Blood Tests: Next up we had her blood drawn (another traumatic experience, but it had to be done). Turns out that it was just that the peanut serum did in fact get out of its prescribed circle – she is not allergic to any other nut but peanuts. We do not know if she’s allergic to anything else, as we didn’t have any other immediate concerns and her back was too small to try much else other than nuts at the time. I have absolutely no desire to ever have her do a back scratch test again, but we will likely have to do blood draws every now and then (every 6 months according to this first allergist – haven’t asked the second). The results of her blood tests were described in a previous post, but the take away is that her allergy was getting worse (even with decreased exposure) and that we needed to be prepared for a “very bad” reaction should she ever ingest a peanut – so keep her away from them. Period.

Ever since then, we have been a peanut free home (if only we were allergic to sugar and fat). I haven’t missed it as much as I thought I would – but we’ll both be very happy to have peanut butter cookies again, granola bars, trail mix, Rees’ Peanut Butter Cups………

Q: What is the prognosis for someone with a food allergy?
A: Again, I’m going to be specific to peanut allergies, because that’s what we can speak to. Of all the food allergies, peanuts are the most common cause of food-induced anaphylaxis and hospitalizations. Anaphylaxis is when multiple body systems are responding to the allergen – so you might have any combination of throwing up, rashes/hives, drop in blood pressure, and airway swelling. It’s this airway swelling and drop in blood pressure that are most scary as a person having a reaction can no longer breathe and if not treated right away, can die. If a severe reaction takes place, you treat it with epinephrine. These reactions can occur minutes after exposure, so it is important to have epinephrine with the person who’s allergic at all times – there may be absolutely no time to wait for the paramedics!

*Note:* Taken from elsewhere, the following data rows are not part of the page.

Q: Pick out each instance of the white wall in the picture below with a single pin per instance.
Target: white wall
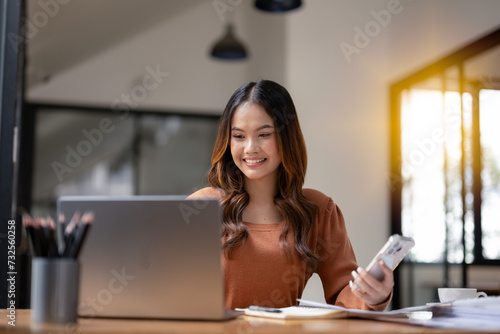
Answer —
(343, 106)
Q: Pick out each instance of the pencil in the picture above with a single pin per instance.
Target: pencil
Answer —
(80, 234)
(69, 233)
(60, 233)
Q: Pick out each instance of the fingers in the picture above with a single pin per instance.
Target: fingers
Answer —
(368, 288)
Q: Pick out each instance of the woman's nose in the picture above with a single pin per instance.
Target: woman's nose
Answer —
(251, 146)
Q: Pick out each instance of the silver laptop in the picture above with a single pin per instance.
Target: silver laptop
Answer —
(150, 257)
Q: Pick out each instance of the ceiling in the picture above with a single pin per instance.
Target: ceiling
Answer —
(62, 35)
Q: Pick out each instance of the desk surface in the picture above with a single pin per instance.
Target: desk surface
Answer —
(241, 325)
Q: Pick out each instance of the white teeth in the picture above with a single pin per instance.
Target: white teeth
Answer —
(254, 161)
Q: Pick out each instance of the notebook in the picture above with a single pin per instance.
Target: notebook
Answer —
(150, 257)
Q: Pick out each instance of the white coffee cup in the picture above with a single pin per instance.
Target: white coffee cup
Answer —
(448, 295)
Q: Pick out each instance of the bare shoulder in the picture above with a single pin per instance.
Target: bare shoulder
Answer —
(207, 192)
(316, 196)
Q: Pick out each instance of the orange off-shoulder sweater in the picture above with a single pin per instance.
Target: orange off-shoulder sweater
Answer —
(260, 272)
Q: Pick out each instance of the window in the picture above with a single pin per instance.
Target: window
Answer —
(445, 168)
(431, 171)
(89, 151)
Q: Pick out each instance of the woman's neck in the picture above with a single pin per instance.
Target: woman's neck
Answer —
(261, 208)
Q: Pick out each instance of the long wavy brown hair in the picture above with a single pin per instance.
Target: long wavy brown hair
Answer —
(298, 212)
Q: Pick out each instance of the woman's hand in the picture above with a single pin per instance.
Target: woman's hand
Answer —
(368, 288)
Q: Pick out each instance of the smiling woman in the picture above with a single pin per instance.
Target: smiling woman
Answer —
(269, 220)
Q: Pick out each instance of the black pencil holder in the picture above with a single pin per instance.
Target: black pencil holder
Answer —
(54, 290)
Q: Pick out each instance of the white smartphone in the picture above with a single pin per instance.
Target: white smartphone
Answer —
(393, 252)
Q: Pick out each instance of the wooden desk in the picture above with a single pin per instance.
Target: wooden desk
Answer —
(242, 325)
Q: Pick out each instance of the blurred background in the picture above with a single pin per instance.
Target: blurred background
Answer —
(124, 98)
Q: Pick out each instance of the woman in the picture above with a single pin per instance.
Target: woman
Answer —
(276, 234)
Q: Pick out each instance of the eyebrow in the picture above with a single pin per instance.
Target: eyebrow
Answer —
(266, 126)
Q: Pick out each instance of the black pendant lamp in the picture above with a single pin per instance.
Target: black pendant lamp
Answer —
(228, 47)
(277, 6)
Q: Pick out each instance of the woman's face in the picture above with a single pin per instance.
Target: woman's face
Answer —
(253, 142)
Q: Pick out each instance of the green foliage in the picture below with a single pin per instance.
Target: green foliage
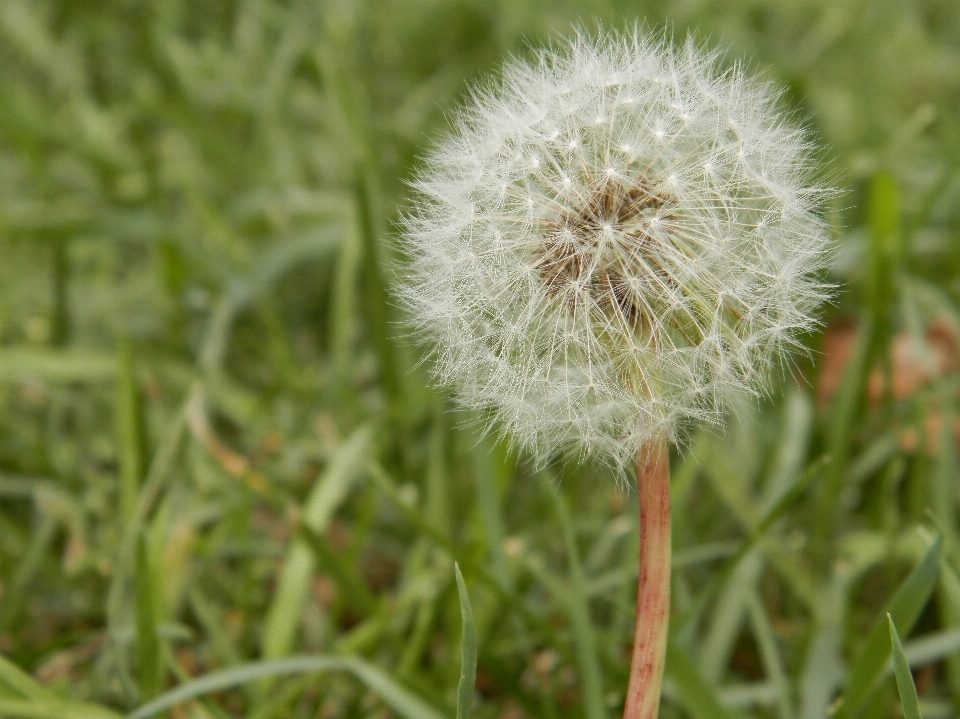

Lindy should have her “Epi-Pen” with her wherever she goes. If we go to the store, we have it (at least in the car). If she’s being babysat, the sitter will get a lesson on how to use the autoinjector. When she’s playing at a friend’s house, her medicine bag goes with her. She has it at preschool. She has it at grandma’s house. She has it with her at all times. We have never had to use it, thankfully, but we try to make sure everyone is prepared should she ever need it. For more information on the “Auvi-Q” epinephrine autoinjector that we use, check out their site. It’s pretty cool!

Recently there have been some news reports of people who died from allergy-induced anaphylaxis. It got me wondering just how common these kind of deaths are. From my brief time researching, apparently it’s hard to pin down all these allergy numbers. It might be because some people mistake an intolerance for an allergy, or because there are sometimes other factors like asthma that play a role in who reacts more severely. But I feel like it’s a question of when, (not if) Lindy will get exposed. She will. Peanuts are in a vast amount of foods, and in several things you would not automatically think contained peanuts. Here’s a list if you’re curious. That’s why we feel like this is a necessary step for her. That’s why people from around the world have moved to Layton, Utah for a few months, just to be a part of this. It feels like we’re actively diffusing a ticking time bomb! We’re so thankful!